Three species of ticks call Long Island home. The deer tick can carry Lyme disease, anaplasmosis and other illnesses, while American dog tick can carry Rocky Mountain spotted fever. The lone star tick can transmit tularemia and ehrlichiosis.
“The lone star tick, we believe, is the most aggressive of the three species, and we didn’t know it existed until 1980,” the distinguished professor said. “And then it somehow found its way to Long Island.”
A 2019 study, headed by Benach and Rafal Tokarz, assistant professor of epidemiology at Columbia University, with co-authors from SBU and Columbia, found prevalence of multiple agents capable of causing human disease that are present in three species of ticks in Long Island.
Another concern this season is that tick-borne illnesses like Lyme disease and anaplasmosis have symptoms that overlap with those of COVID-19, including fever, muscle aches and respiratory failure, but without persistent coughing.
“It is true that they have overlap in the initial symptoms, but once you get past that first stage it should be easier to diagnose if that person has a tick-borne illness,” Benach said.
Tick-borne diseases are usually treated with antibiotics. The effects range from mild symptoms that can be treated at home to severe infections that if left untreated can lead to death in rare cases.
The distinguished professor stressed the need for people to be aware of ticks when they are in certain areas outdoors.

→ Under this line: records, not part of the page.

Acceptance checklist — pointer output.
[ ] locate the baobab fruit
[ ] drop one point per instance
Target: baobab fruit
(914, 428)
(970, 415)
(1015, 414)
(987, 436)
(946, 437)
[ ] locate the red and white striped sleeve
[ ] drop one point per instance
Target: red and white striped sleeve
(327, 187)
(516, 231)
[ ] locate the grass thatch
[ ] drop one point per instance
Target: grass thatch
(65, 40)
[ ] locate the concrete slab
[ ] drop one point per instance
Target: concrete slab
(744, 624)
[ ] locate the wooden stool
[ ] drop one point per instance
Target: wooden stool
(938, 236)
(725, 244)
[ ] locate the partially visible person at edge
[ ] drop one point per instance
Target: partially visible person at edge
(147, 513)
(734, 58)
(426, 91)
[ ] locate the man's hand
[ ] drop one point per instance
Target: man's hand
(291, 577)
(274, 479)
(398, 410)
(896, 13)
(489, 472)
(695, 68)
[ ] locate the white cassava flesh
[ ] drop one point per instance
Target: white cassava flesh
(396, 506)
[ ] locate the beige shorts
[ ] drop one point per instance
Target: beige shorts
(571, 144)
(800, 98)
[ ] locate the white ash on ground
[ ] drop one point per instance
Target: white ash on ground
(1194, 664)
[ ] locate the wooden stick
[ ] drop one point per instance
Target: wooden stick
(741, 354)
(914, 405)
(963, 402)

Repellents and wearing long-sleeve pants and shirts can be good deterrents for ticks. Other tips include walking along the center of trails, washing and drying clothing when you come home and keeping pets from areas that could be tick infested.
Benach said there is a misconception that humans get ticks from dogs. Instead, it is more likely one gets a tick from being in the same space as your dog.
“You should be checking yourself, and if you spot a tick get it off as soon as possible,” he said. “If you develop any symptoms or illness contact your doctor.”